In ogni abito che confeziona Reynolds Woodcock nasconde un’etichetta con una scritta (ricamata) sempre diversa. Dentro una manica, in un risvolto interiore delle spalle o all’interno del bustino. Sono introvabili, invisibili, ma ci sono e lui sa che sono lì. Un po’ come
Paul Thomas Anderson che nel titolo di questo film (
Phantom Thread), facendo anche un po’ lo scemo, ha messo le sue iniziali.

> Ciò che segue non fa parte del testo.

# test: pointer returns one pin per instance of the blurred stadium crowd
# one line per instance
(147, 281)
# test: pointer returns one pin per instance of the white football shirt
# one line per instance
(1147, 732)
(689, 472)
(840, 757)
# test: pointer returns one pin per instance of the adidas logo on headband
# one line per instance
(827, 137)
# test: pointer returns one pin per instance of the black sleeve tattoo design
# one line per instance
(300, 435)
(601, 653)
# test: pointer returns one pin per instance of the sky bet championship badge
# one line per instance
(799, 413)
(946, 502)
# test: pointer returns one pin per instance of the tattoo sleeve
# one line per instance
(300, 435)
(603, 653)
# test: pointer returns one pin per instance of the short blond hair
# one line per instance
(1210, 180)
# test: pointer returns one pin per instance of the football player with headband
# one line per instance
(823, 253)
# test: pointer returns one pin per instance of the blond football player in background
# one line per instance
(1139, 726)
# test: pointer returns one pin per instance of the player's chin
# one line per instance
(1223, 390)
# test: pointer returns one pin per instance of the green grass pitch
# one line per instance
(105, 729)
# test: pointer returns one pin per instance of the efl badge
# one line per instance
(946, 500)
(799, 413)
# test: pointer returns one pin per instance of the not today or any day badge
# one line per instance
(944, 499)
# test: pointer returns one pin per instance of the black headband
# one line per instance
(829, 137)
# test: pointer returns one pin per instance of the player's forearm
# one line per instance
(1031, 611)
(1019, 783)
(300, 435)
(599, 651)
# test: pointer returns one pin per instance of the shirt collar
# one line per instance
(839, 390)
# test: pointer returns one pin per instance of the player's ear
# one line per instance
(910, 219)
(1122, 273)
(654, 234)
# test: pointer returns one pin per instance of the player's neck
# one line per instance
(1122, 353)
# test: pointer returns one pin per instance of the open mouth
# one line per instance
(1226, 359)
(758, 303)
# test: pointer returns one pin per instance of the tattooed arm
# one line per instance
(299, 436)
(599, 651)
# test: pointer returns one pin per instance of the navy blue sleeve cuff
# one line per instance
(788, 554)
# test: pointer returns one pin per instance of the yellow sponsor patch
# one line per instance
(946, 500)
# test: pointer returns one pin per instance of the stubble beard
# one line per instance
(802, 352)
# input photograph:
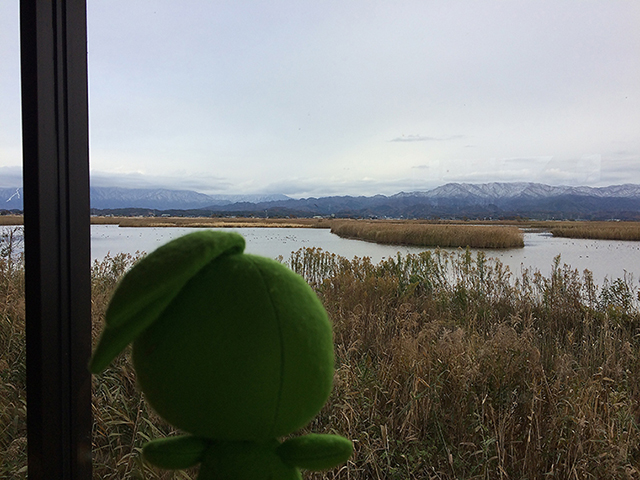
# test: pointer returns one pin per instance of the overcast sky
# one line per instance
(351, 97)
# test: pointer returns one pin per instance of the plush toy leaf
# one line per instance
(174, 453)
(315, 451)
(150, 286)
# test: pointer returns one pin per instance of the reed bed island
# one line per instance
(448, 366)
(597, 230)
(430, 234)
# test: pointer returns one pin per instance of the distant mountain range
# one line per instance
(453, 200)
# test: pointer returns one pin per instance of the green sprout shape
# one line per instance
(234, 349)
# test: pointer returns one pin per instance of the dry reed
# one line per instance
(598, 230)
(430, 235)
(447, 366)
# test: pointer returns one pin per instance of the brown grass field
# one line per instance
(447, 367)
(598, 230)
(430, 234)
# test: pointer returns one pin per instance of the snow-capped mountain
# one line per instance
(453, 200)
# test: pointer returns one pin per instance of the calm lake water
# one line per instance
(604, 258)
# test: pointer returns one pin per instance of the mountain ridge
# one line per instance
(452, 200)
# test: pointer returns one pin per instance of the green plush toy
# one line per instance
(234, 349)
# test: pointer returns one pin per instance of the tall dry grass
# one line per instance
(598, 230)
(447, 366)
(428, 234)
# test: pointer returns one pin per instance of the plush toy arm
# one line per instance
(315, 452)
(175, 453)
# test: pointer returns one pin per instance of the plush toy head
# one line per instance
(226, 346)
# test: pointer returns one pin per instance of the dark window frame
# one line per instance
(53, 42)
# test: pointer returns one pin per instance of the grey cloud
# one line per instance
(424, 138)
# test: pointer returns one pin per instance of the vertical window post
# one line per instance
(53, 41)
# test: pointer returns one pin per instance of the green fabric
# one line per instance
(234, 349)
(315, 452)
(175, 453)
(148, 288)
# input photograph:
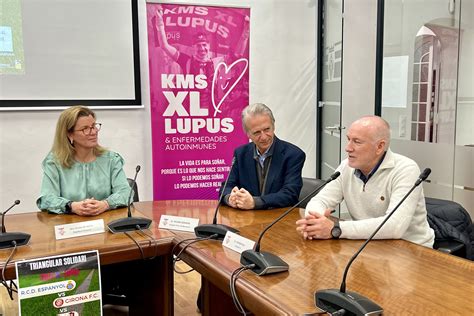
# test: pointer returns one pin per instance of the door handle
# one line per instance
(333, 128)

C’è qualcosa di nascosto nei suoi film (in molti dei grandissimi film), il vero senso non è mai in quel che appare, nell’intreccio e nelle ricerche dei personaggio ma è dentro, nelle pieghe dell’opera, non è quello di cui parla, la sua immagine esteriore e la bellezza per la quale riuscirà ad essere venduto, ma è qualcosa che sta più in profondità, nascosto a dargli valore.

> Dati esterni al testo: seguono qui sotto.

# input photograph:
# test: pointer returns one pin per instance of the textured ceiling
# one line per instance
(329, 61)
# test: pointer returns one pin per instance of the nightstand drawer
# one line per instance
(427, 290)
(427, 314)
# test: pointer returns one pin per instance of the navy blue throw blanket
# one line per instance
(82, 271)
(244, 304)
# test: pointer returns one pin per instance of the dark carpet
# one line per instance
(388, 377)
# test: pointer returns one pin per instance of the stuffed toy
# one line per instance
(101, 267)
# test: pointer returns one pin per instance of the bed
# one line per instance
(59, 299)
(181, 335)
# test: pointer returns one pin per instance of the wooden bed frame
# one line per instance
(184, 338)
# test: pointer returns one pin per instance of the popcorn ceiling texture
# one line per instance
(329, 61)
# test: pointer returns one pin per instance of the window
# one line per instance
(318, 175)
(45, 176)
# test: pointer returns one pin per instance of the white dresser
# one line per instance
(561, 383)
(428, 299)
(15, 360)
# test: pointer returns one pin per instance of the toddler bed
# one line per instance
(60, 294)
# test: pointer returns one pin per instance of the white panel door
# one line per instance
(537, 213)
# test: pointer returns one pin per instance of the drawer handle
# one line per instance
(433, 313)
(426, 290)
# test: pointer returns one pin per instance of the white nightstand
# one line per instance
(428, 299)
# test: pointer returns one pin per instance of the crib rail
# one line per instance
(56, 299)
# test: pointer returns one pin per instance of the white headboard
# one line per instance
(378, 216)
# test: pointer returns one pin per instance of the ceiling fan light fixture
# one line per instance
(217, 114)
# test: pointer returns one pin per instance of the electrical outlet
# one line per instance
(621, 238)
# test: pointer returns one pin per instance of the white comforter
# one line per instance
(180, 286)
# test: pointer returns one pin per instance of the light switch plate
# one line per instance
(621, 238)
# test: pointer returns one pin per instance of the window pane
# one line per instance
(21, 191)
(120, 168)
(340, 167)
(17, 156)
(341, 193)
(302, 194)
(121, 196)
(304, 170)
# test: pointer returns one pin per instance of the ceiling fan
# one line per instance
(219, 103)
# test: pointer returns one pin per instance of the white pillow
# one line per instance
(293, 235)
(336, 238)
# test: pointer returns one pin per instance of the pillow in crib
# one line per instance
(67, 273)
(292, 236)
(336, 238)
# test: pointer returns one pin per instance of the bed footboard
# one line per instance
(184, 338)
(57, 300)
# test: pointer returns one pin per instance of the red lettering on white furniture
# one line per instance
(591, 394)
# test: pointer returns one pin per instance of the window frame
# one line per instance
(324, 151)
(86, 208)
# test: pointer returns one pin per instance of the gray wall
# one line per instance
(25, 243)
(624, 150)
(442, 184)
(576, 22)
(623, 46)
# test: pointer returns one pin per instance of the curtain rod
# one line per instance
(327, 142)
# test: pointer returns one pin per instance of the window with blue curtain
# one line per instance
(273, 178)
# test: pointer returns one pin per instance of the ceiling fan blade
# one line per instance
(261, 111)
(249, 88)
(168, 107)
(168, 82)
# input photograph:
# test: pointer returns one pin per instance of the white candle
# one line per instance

E questa volta Paul Thomas Anderson anche direttore della fotografia del film si impegna davvero molto a dargli una confezione splendente come un abito di Woodcock, si impegna a confezionare qualcosa di molto raffinato, che ricostruisce momenti splendidi (la festa in maschera) senza indugiare troppo su di essi, che inventa inquadrature mai viste prima (quella dell’abitacolo dell’auto) ma con garbo ed evita l’umorismo di grana più grossa visto in Vizio di Forma. C’è una maniera soffice e gentile con cui Paul Thomas Anderson gira diverse scene tramite movimenti di macchina che proseguono nello stacco successivo, come se fosse un unico balletto. Si muovono i personaggi dentro le scene, si muove con loro la macchina da presa, proseguendo fluida anche dopo gli stacchi più duri e brutali.

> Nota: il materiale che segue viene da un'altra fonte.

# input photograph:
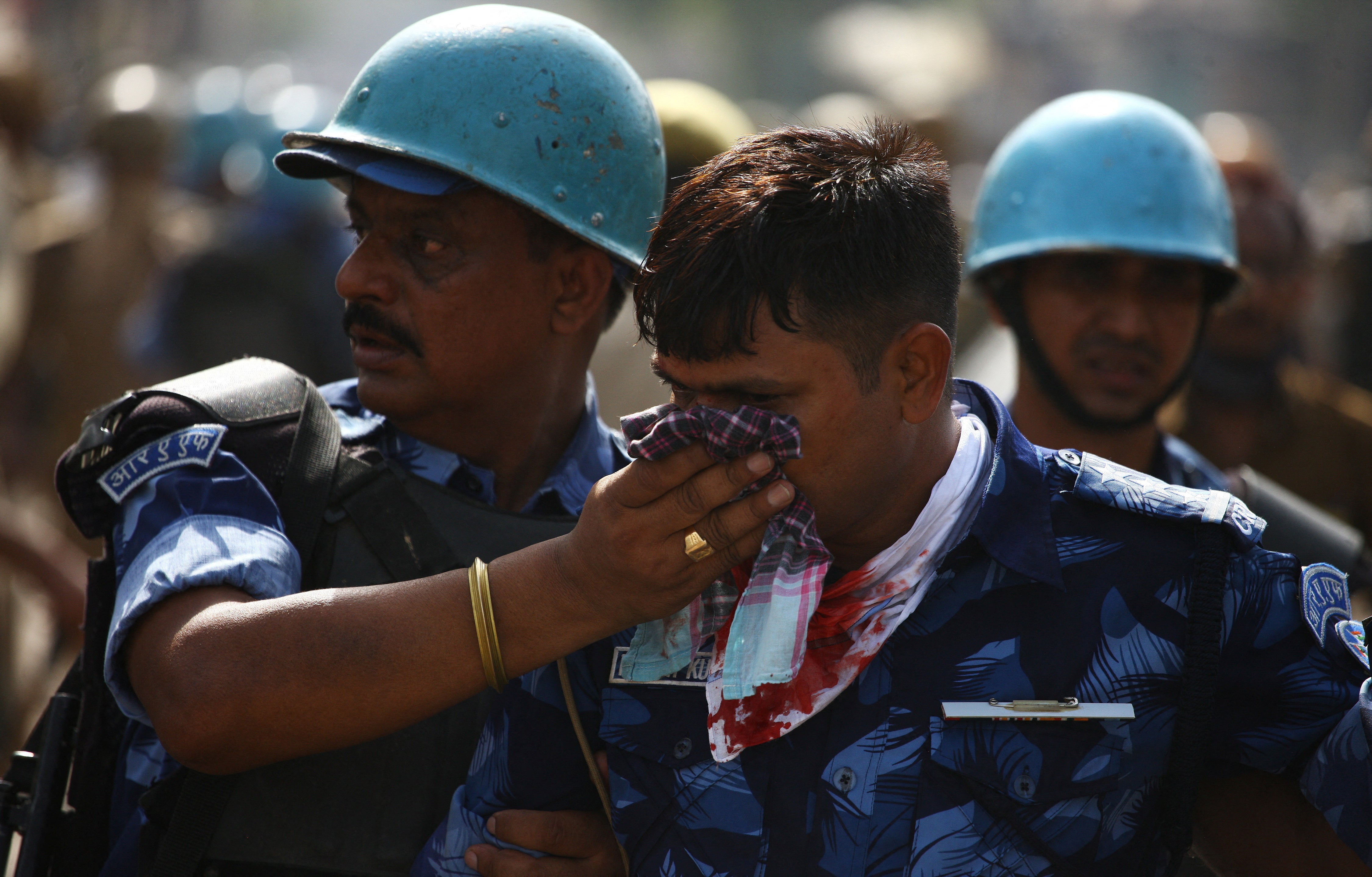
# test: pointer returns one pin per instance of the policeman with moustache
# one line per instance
(1104, 238)
(293, 616)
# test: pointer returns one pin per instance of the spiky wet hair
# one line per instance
(846, 235)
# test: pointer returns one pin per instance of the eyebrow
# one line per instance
(355, 206)
(755, 385)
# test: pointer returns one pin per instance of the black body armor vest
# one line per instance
(371, 808)
(357, 520)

A fronte di tutto questo, di un’evidenza di incredibile perfezione e sofisticata narrazione,
Il Filo Nascosto si presenta come il film meno clamoroso di
Paul Thomas Anderson, quello più ordinato e meno eccezionale degli ultimi tempi. Nonostante
Daniel Day Lewis lavori in grande armonia, fondando l’interpretazione sui piccoli gesti invece che sulle grandi sottolineature come in
Il Petroliere.
Con un inizio tipico per lui, fatto di ellissi, grandissimo ritmo e la creazione di un tempo sospeso, quasi irreale in cui far partire tutto, come se si atterrasse volando sulla storia, Il filo nascosto procede guidato più che altro dalle musiche di Johnny Greenwood, che danno un andamento dal melò e svelano anzitempo l’ultimo quarto della storia dedicato proprio ad un melò disperato e furioso. Ma le intuizioni visive più clamorose, quelle che con un’immagine riescono ad affermare concetti che sarebbe complicatissimo esprimere a parole ed hanno a che vedere con la maniera intricata con la quale gli esseri umani vengono a patti con le proprie pulsioni, non si trovano qui.
È evidente che, per l’ennesima volta,
Paul Thomas Anderson ha portato in sala il miglior cinema possibile oggi, il miglior compromesso ipotizzabile tra l’industria, le star e l’arte, in un tentativo pazzesco di dare colpi al cerchio del pubblico e alla botte delle proprie ambizioni personali. Ma è anche vero che non riesce, come in passato, ad operare una sintesi così efficace, così universale e così penetrante da coinvolgere passionalmente in un gioco intellettuale. Il filo nascosto è un grande film, ma somiglia molto di più all’idea preconcetta che possiamo avere di film sofisticato che a ai film devastanti come
Vizio Di Forma,
Il Petroliere e
Ubriaco D’Amore, quelli che rompono ogni regola imponendo invece le proprie, distruggendo quel che pensavamo di sapere, i nostri preconcetti cioè, e facendo vedere a tutti un’altra strada per giungere in posti che non conoscevamo.